Sentí una inmensa presión para encontrar un trabajo que estuviera relacionado de alguna manera con la licenciatura en psicología que había obtenido en la universidad; quería dar un primer paso en mi carrera y empezar mi vida.

Pero resultó que una licenciatura en psicología no me iba a abrir ninguna puerta. Me gradué con una deuda de unos 30.000 dólares. ¿Cómo iba a pagarla si no podía encontrar un buen trabajo? Y lo que es más importante, ¿por qué había pasado cuatro años en la universidad si no iba a poder utilizar mi título? Me quedé con el trabajo de ajustador de seguros.

Después de tres meses, supe que para sacudir mis sentimientos de tristeza, tenía que tomar algunas decisiones importantes en la vida. Me compré un cachorro para tener más compañía. Hice un mayor esfuerzo para conectar con mi mejor amigo en la universidad. Y, con mucho temor, dejé mi trabajo en la aseguradora sin ningún plan de respaldo. El coste de la vida era bajo, pero yo estaba nerviosa. Empecé un programa de maestría en trabajo social que esperaba que me diera la credencial para conseguir un trabajo que realmente quisiera. También esperaba que el hecho de volver a estudiar me ayudara en mi salud mental.

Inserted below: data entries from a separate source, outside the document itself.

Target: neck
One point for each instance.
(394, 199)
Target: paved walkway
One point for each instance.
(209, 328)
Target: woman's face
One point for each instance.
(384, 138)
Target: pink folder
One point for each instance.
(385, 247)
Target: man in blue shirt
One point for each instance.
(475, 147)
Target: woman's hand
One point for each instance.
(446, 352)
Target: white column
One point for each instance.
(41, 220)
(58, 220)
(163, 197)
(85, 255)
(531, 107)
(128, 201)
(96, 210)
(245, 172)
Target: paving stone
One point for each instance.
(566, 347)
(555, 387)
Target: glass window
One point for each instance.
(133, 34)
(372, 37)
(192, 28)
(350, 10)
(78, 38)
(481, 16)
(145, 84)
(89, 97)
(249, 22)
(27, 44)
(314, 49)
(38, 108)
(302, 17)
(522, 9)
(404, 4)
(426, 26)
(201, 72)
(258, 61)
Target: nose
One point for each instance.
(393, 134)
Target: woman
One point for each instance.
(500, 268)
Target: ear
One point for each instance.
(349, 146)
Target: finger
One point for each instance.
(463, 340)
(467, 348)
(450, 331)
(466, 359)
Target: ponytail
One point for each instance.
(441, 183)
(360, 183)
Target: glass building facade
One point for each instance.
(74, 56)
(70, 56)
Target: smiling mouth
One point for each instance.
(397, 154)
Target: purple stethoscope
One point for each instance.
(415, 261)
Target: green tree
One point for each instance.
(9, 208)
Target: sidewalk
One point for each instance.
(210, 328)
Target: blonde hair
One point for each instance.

Tal vez todos estos pasos habrían mejorado las cosas por sí solos, pero, curiosamente, lo que finalmente acabó con mi depresión tras la graduación vino de una fuente inesperada: El ejército decidió trasladar a mi marido al Medio Oeste. Esto significaba que tenía que empezar de cero a crear una vida para mí. Pero esta vez teníamos nuestra propia casa, gracias al puesto de mi marido, y aproveché la oportunidad para volver a hacer el tipo de cosas que habían hecho que la universidad fuera especialmente gratificante: Me involucré en mi nueva comunidad y conocí a gente a través de grupos sin ánimo de lucro y de una iglesia a la que nos unimos. Y entonces, casi exactamente un año después de la graduación, me quedé embarazada, y no tuve tiempo de centrarme en mí y en los días universitarios del pasado. Seguía adelante, y la inminente maternidad daba un nuevo sentido a mi vida.

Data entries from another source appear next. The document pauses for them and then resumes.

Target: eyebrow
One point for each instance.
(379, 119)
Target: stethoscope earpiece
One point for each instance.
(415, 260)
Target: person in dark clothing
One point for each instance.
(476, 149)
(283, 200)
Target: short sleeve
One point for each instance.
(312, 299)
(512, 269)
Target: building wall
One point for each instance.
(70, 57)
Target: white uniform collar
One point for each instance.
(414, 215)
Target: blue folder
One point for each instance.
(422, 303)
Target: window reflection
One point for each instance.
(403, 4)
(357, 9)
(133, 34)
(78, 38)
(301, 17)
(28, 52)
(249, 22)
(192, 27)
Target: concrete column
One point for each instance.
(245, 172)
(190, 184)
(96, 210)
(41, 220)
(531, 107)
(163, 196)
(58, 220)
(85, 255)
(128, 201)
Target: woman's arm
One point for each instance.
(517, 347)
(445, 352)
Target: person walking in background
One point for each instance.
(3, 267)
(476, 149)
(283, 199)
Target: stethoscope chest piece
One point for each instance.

Ha pasado casi tres años desde que me gradué en la universidad. Todavía siento una pizca de tristeza por el hecho de que ese tiempo haya terminado. Pero he encontrado formas de transformar mi participación en el campus en una participación en la comunidad.

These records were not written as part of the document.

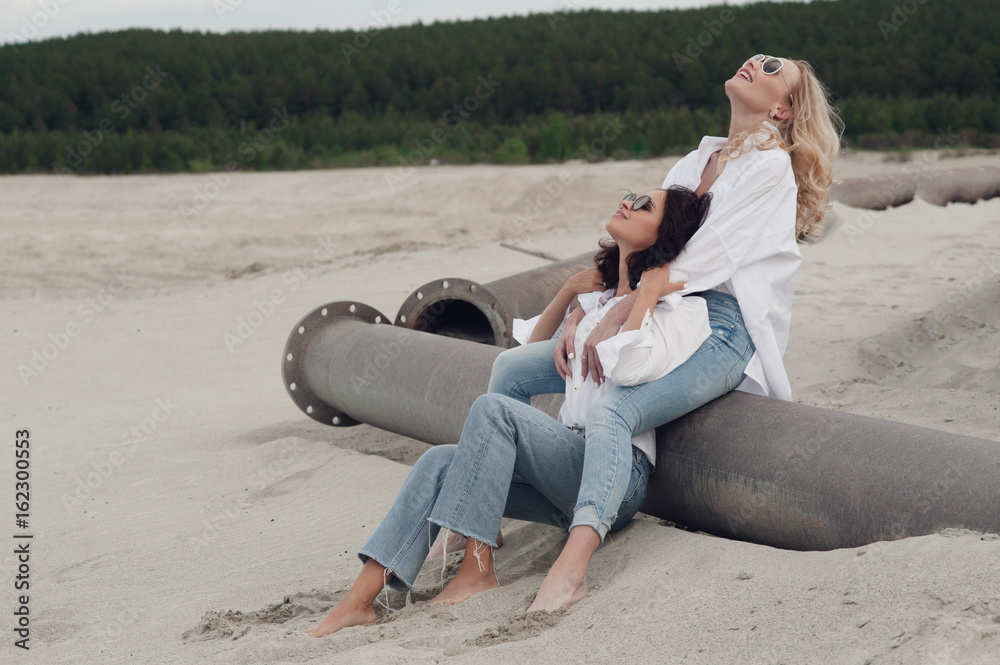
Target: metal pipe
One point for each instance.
(874, 192)
(959, 185)
(757, 469)
(456, 307)
(878, 192)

La mejor parte de la universidad era tener una misión: participar en organizaciones de tutoría y liderazgo, y sentir que estaba marcando la diferencia. Ahora lo hago siendo una escritora independiente que difunde información sobre la salud mental de los grupos marginados y siendo madre. En el verano de 2014, no podía imaginar que la vida volviera a sentirse bien, pero lo hace.

Mirando hacia atrás, creo que los colegios y universidades que valoran la salud mental de sus estudiantes deberían ofrecer algún tipo de curso de transición. La universidad puede ser similar a una sociedad utópica: Sus habitantes no son realmente conscientes de las luchas que pueden esperar cuando ese mundo utópico se desvanece al día siguiente de la graduación.

No se nos dice que la mezcla de emociones que desencadena esta transición puede tener consecuencias negativas en nuestra salud mental. Pero cuando hablo con los recién graduados, les cuento mi historia. Quizás al hablar de la salud mental después de la graduación, estoy utilizando mi título después de todo.